One big omission from the article, and perhaps the hiring decision itself, is the calculation of pensions and other retirement benefits (such as healthcare). In keeping with the discussion that we’ve been having about the use of pensions to hide the real cost of public labor. It may be cheaper right now to bring on new firefighters, but as we’re learning, the accumulation of retirees can create a substantial annual burden.
You cannot bring on new firefighters “right now” because there is testing, both physical and written, psychological, agility and background checks, then six months training. One year at least to get the first pool of candidates on the trucks.
There is no on the job training in Providence. Every firefighter has a vital role in emergency operations, outlined in standard operational procedures that are stringently followed, and utilize each and every person assigned consistently and effectively thanks to minimum manning. There is no room for mistakes on the job, no measure twice, cut once. When you get on the apparatus, it’s time to go.
[[[[ In keeping with the discussion that we’ve been having about the use of pensions to hide the real cost of public labor. It may be cheaper right now to bring on new firefighters, but as we’re learning, the accumulation of retirees can create a substantial annual burden. ]]]]
So what are you suggesting? Hire new FF’s with no pension? Get rid of the fire department altgether? I think you’d be more likely to back Laffey’s proposition of giving all the firefighters their money back and let them invest it on their own via 401(k)’s and the like.
One thing you have to weigh in with these types of decissions is the necessity of the job itself. Many communities get by without trash collectors. Private contractors fill the void. You can’t do that for a fire department in an urban environment.
Also, with regards to disability pensions – the City is self-insured. They would be exempt from paying Workman’s Compensation insurance – picking up the costs of claims on their own. What makes you think there will be any savings in that?
Boy, Tom, are you defensive. I’m not “suggesting” anything with the passage that you quote. I’m merely noting my suspicion that the calculation of the cost of new hires versus overtime doesn’t adequately take into account the fact that new hires will one day be additional pensions and retiree healthcare expenses.
Can’t say I’m averse to Laffey’s solution, by the way.
“Private contractors fill the void. You can’t do that for a fire department in an urban environment.”
Why not? They could just hire retired firefighters, in the same way the “private contractors” in Afghanistan hire former special forces people.
BTW, I know lots of salaried people who work long hours with no OT. OT is for hourly workers.
The big difference between the public sector and the private sector is the most important. The public sector exists for service and the private sector exists for profit. Government exists to service the people, hence the public sector.
“Hire new FF’s with no pension? ”
YES! Now you’re talking! Give them a 401k plan.
” You can’t do that for a fire department in an urban environment.”
Like Warrington said, Why Not? Privatize it and put it out to bids. Let your union bid on it.
I also think that in many suburban communities, they should go back to a volunteer fire service. In a town like Cumberland, which currently has four separate and stand-alone fire districts, each averaging three fires a year, could probably do just fine with a volunteer fire service.
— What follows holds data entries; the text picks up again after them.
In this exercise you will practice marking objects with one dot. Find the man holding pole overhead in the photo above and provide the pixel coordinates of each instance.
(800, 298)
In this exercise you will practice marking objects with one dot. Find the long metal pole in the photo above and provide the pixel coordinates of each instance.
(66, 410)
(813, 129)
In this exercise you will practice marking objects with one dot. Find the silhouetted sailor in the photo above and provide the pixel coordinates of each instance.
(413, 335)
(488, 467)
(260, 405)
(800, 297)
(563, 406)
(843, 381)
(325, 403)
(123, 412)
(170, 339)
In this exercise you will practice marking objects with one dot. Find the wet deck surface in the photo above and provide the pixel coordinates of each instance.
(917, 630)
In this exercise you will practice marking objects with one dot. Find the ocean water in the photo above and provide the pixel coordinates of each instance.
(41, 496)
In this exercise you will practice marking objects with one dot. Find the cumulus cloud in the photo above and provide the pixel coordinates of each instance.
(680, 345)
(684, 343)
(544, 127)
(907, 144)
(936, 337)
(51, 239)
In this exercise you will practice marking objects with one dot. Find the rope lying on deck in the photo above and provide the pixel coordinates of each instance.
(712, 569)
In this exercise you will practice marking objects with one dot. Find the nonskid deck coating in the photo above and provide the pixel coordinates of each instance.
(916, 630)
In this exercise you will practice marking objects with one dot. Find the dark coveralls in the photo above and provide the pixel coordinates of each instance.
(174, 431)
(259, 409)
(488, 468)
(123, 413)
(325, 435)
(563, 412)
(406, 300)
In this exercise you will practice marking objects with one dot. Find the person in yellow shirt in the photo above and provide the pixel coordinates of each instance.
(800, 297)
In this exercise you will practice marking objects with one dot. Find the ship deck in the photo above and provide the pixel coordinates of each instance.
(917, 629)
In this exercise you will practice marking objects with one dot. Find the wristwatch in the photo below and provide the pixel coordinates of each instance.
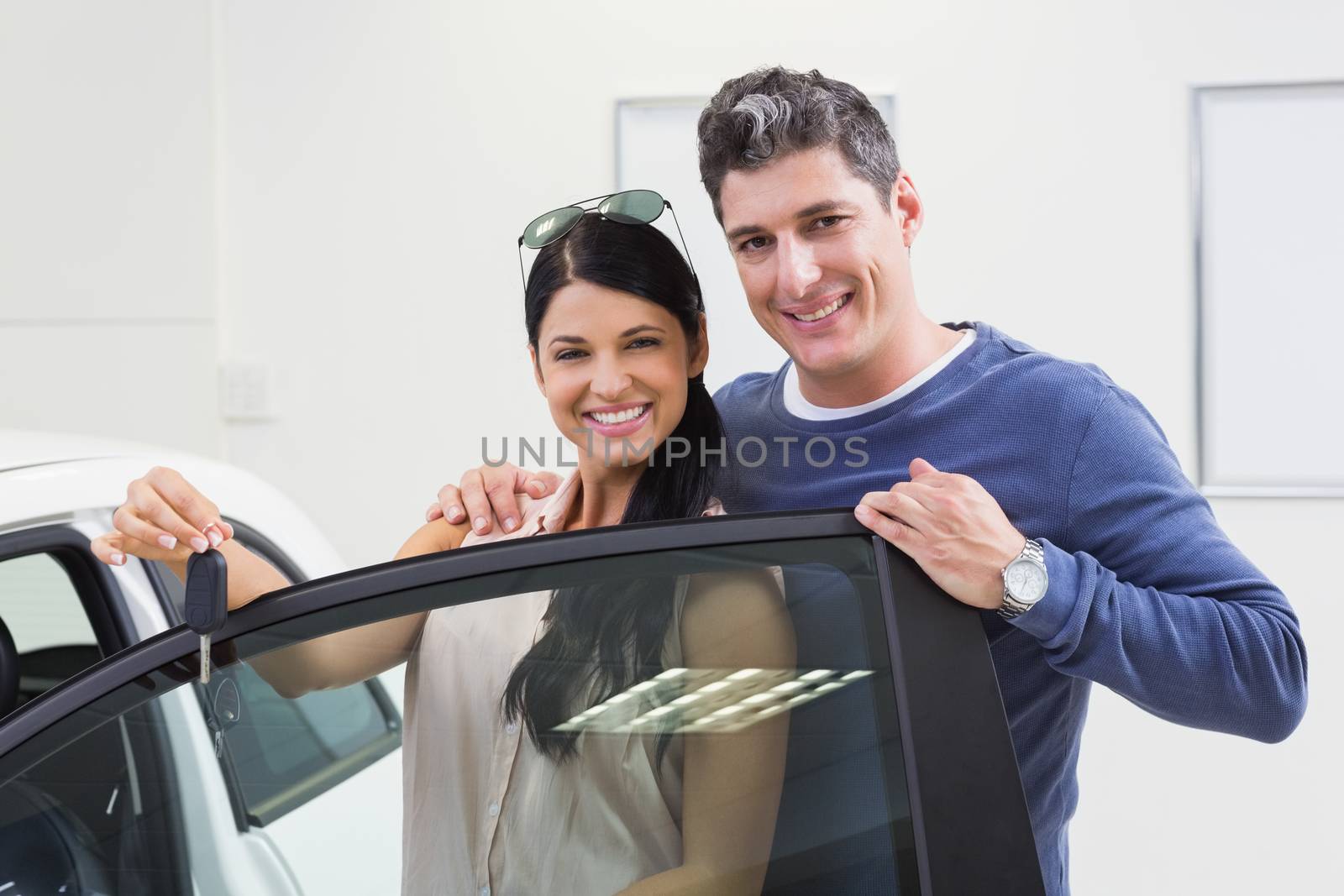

And I’m talking about fire, not rescue. I’m fine with keeping a couple guys on 24/7 for rescue.
The privatization of our logistical support for the wars in Iraq and Afghanistan cost the US taxpayer a fortune, and some big corporations are making a killing. Privatizing fire departments might work, privatizing police departments might work, privatizing the Army, Navy Air Force and marines might work too.
Having the government run public safety and the armed services does work, albeit with problems, but The People still have some control through elections, and I don’t think it’s a very good idea to give that up.
Posted by michael
“Government exists to service the people, hence the public sector.”
That does not relieve them of a repsonsiblity to provide those services efficiently.
“Government shouldn’t do anything you can find in the Yellow Pages”.
I just looked up soldiers, police officers and firefighters in the yellow pages.
From Justin: “Boy, Tom, are you defensive.”
Well, 36 posts on labor’s ills and 1 post on entitlements over the last 3 months surely shows your priorities on garnering public support to battle unions.
The suggestions you and others make here are theoretical changes you believe would save tax revenue. These same changes would potentially cut my family’s income in half, yet you accuse me of being defensive…
Tom – Just so we’re clear, which is more important: your personal salary and benefits or the financial health of the state of Rhode Island?
I also think that in many suburban communities, they should go back to a volunteer fire service.
[[[[ Tom – Just so we’re clear, which is more important: your personal salary and benefits or the financial health of the state of Rhode Island? ]]]]
The financial health of my family will always be my number 1 priority, but if RI or Providence fails, my personal financial picture would be drastically cut also.
So……..the answer to your question is BOTH.